Mentimos a todo tempo.
Escondemos sentimentos que muitas vezes eram correspondidos.
Deixamos de falar que realmente nos amamos e estávamos apaixonados.
Afinal, “há tanto a perder não é mesmo?”
Pura mentira de nós para Nós.
Pura mentira de nossas fantasias.
Pura mentira de nossos desejos.
Pura mentira de nossas preocupações.
Afinal, “há tanto a perder não é mesmo?”
Nunca deixamos escapar os segredos. (E estes eram “tão importantes”)

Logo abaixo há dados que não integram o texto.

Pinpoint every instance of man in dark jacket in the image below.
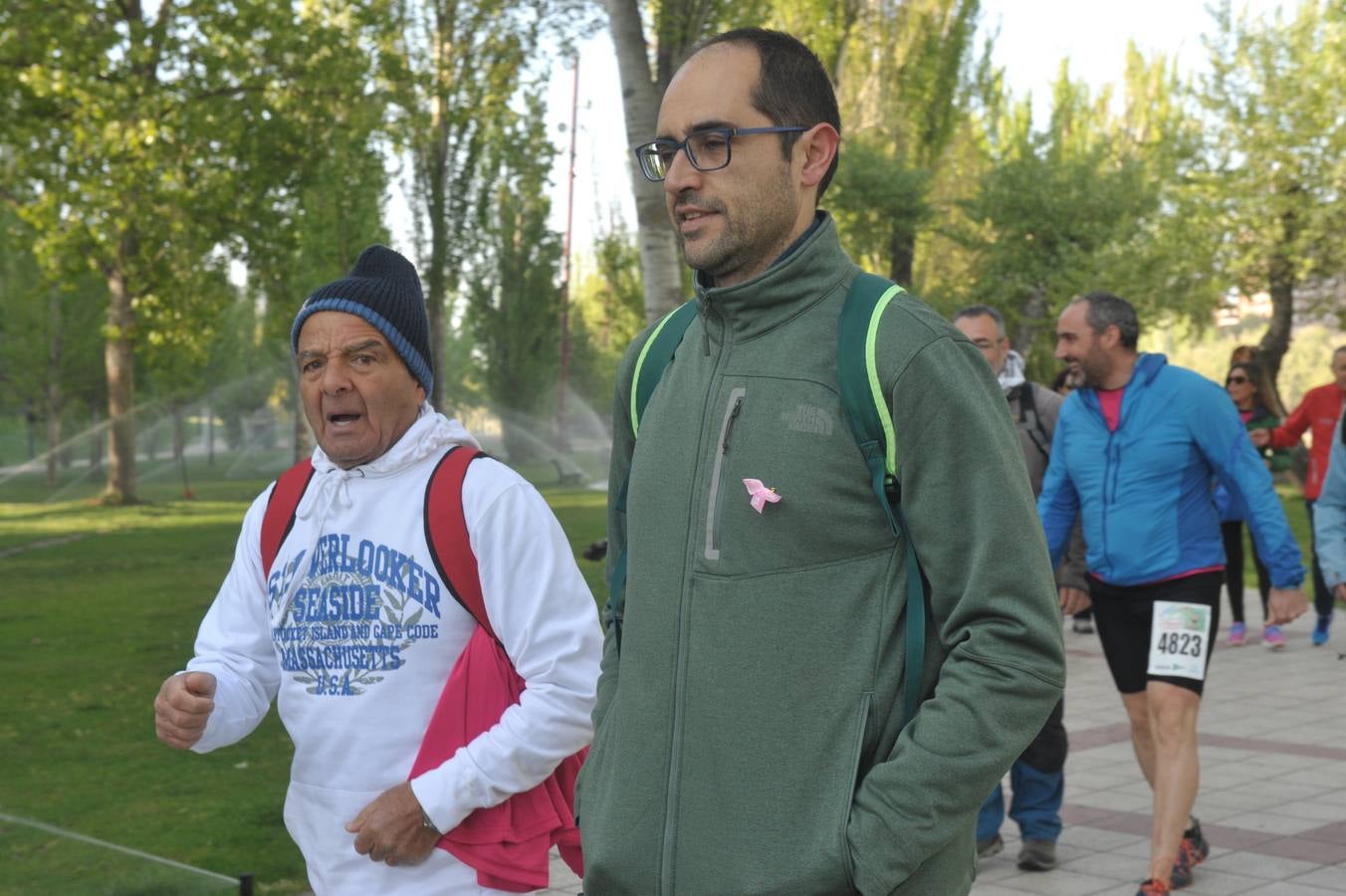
[577,28,1064,896]
[953,306,1087,870]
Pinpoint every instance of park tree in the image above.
[0,0,395,502]
[1183,0,1346,389]
[0,206,103,484]
[570,222,645,420]
[603,0,727,321]
[389,0,597,395]
[955,47,1216,372]
[819,0,990,285]
[467,93,561,463]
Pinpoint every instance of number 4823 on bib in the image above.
[1147,600,1210,681]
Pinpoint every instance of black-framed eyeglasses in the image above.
[634,125,807,183]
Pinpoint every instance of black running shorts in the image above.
[1087,570,1225,694]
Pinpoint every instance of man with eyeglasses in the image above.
[577,28,1064,896]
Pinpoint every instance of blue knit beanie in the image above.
[290,246,435,398]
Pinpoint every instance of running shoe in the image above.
[1170,818,1210,889]
[1312,616,1332,647]
[1018,839,1056,870]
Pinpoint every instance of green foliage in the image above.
[0,0,398,501]
[467,95,561,463]
[570,226,645,421]
[823,0,979,285]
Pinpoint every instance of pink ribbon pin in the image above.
[743,479,781,513]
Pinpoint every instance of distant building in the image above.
[1215,275,1346,330]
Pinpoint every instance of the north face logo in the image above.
[781,405,834,436]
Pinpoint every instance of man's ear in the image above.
[794,122,841,187]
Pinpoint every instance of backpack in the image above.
[261,447,484,618]
[1018,379,1051,460]
[261,445,588,892]
[607,273,929,727]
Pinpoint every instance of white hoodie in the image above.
[187,403,601,896]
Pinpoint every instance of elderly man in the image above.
[953,306,1087,870]
[1037,292,1304,896]
[154,246,600,895]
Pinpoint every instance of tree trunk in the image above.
[1257,252,1295,401]
[1257,192,1303,405]
[603,0,682,321]
[425,96,448,401]
[47,400,61,486]
[888,230,917,288]
[46,287,62,486]
[291,362,314,464]
[89,398,103,474]
[1010,284,1047,359]
[103,269,136,505]
[206,402,215,467]
[168,401,187,460]
[23,398,38,460]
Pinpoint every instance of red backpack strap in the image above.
[261,457,314,578]
[425,445,500,640]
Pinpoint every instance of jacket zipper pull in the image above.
[720,395,743,455]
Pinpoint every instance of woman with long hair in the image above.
[1216,360,1289,650]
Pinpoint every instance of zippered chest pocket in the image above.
[695,378,892,575]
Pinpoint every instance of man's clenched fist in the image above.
[154,673,215,750]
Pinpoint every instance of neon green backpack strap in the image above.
[837,273,926,727]
[605,300,696,652]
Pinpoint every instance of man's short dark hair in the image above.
[688,28,841,199]
[1070,291,1140,351]
[953,306,1006,339]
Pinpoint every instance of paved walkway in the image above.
[546,602,1346,896]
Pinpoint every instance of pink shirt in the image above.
[1097,386,1127,432]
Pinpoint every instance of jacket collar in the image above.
[696,211,855,341]
[314,401,481,478]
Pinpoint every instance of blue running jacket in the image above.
[1037,353,1304,588]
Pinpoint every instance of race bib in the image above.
[1146,600,1210,681]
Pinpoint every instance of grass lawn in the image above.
[0,457,1308,895]
[0,460,604,895]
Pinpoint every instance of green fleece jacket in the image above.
[578,212,1064,896]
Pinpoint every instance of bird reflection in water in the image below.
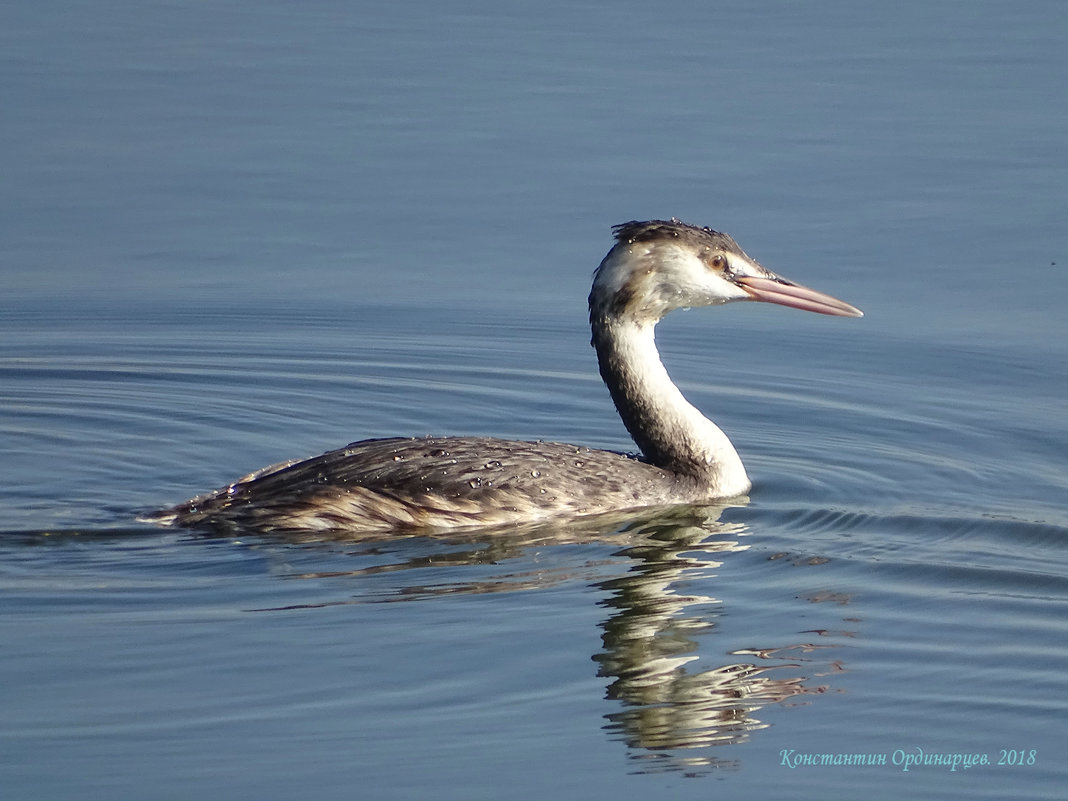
[252,504,849,773]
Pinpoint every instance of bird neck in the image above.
[592,317,750,497]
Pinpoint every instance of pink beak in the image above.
[734,276,864,317]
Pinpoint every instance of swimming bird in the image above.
[144,218,862,533]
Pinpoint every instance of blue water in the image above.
[0,2,1068,801]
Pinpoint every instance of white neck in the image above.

Falsas adulações egocêntricas eram feitas. (E estas eram “tão valorosas”)
Seguramos palavras, gestos e beijos. (E a cada segundo, o amor se afastava)
Esquecemos quem realmente éramos. (E a paixão passou a não arder mais)
Afinal, “há tanto a perder não é mesmo?”
Preferimos ganhar “jogos de amor”. (Do que ter o amor)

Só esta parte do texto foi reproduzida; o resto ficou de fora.